The glamour carries another price tag invisible to the tourists tripping in from St. Germain or Williamsburg. The new eateries and bamboo-floored galleries have meant the end of more prosaic retailers. There wasn't much to begin with, but what's left is going fast. In February, Mary Arrieta lost the main street location for her store Ave Maria, which sold the town its religious icons, wedding crystal, and greeting cards. At the time, she paid $300 in rent. The new owner needed the Highland Street space for upscale lofts. Mike's, the local cafe, had to move off Highland, too.

"For 29 years, I could afford to rent on [Highland]. Now I can't," says Arrieta. "It is sad the way the art crowd is working it out so that they don't have to lift a finger to put us out. Mike's Cafe was the only one left and he's going to be out by July. Marfa Cable [TV] is looking for a place. They say to me, 'Mary, where are we going to go?' We cannot buy socks or pants here. The other people are rich. They jump in their planes, fly to the city and buy what they need."
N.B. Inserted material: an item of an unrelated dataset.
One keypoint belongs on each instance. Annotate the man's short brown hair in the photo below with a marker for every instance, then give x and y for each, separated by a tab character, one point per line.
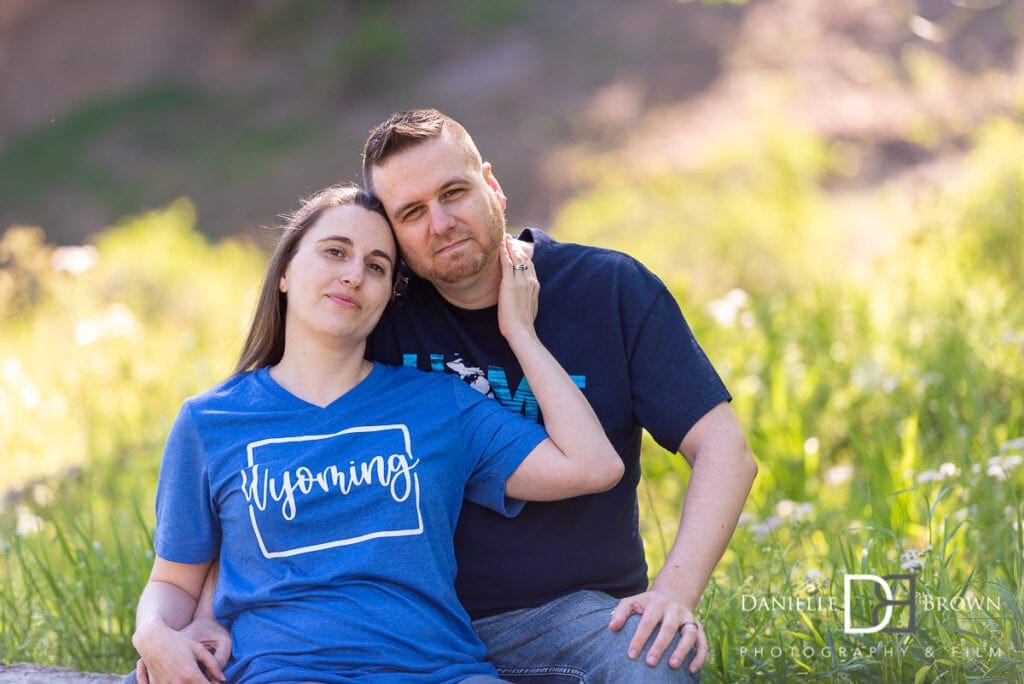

In the showdown between minimalism and big-box retail, there's no truce in sight. "I guess the feather company feels Chinati is snotty and Chinati feels threatened," says newly elected Marfa Mayor David Lanman, a transplanted Boston craftsman. Despite its protests, Chinati's campaign seems doomed. As Judge Agan points out, Trento's land is in unincorporated Presidio County. "He can build skyscrapers if he wants to," Agan says. "As long as he has a permit, there's nothing we can do." Currently, Trento is waiting to hear whether his subdivision will be home to a new U.S. Border Patrol station. He's in competition with another Marfa site and should know by fall. In the meantime, he continues to refine his blueprint for ranchettes and retail stores.
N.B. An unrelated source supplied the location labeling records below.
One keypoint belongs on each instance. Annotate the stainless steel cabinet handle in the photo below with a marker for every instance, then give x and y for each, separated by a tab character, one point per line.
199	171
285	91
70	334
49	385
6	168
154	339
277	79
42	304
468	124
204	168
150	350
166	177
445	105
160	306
Lanman says the last thing he wants is to see Marfa become another Santa Fe. "When a town becomes a product and not a vision you lose something," he says. He points to a "Third Way," recognizing that Marfa must grow but in the process not ruin what is special about the town. "We're trying to develop guidelines for Marfa to encourage or limit the size of buildings in particular areas," he says. "People will have to apply for permits now -- they won't just be granted one over the counter [automatically]." (This won't affect Trento's development, as it's outside city limits.) Lanman hopes that new ideas, what he calls "frontier vision," will encourage townspeople to find solutions to how Marfa should grow. As an example that benefits everyone in town, he points to a new nonprofit health clinic, Marfa Health and Wellness, run by Kate Wanstrom, a local nurse practitioner, which opens this fall in an old Baptist church behind the Thunderbird Motel.

For now, though, the Marfa boom shows no signs of flagging. In fact, it is reverberating around the Texas big bend to Alpine, Fort Davis and Marathon. Each town is developing its own unique flavor. Austin politicos, such as columnist Molly Ivins, favor Marathon. (There's a boutique there called AUSTINTaTIOUS.) Fort Davis draws affluent retirees, especially from the Houston area. Alpine, the region's commercial hub and site of Sul Ross State University, attracts people from as far away as Germany.

For the next round of urban refugees, worried they're too late to cash in on Marfa's zeitgeist, fear not. The Texas Historical Commission, a state agency for historic preservation, says Alpine, the town next to Marfa, has the largest collection of historic adobe structures outside of El Paso. Drive to Alpine's south side. There, on Gallego Avenue, across from Our Lady of Peace, the pretty Catholic Church fashioned from native stone, sits an old adobe. A hand-lettered sign is affixed in front: "For Sale -- $25,000 -- Price Firm." Or said. It's recently been removed.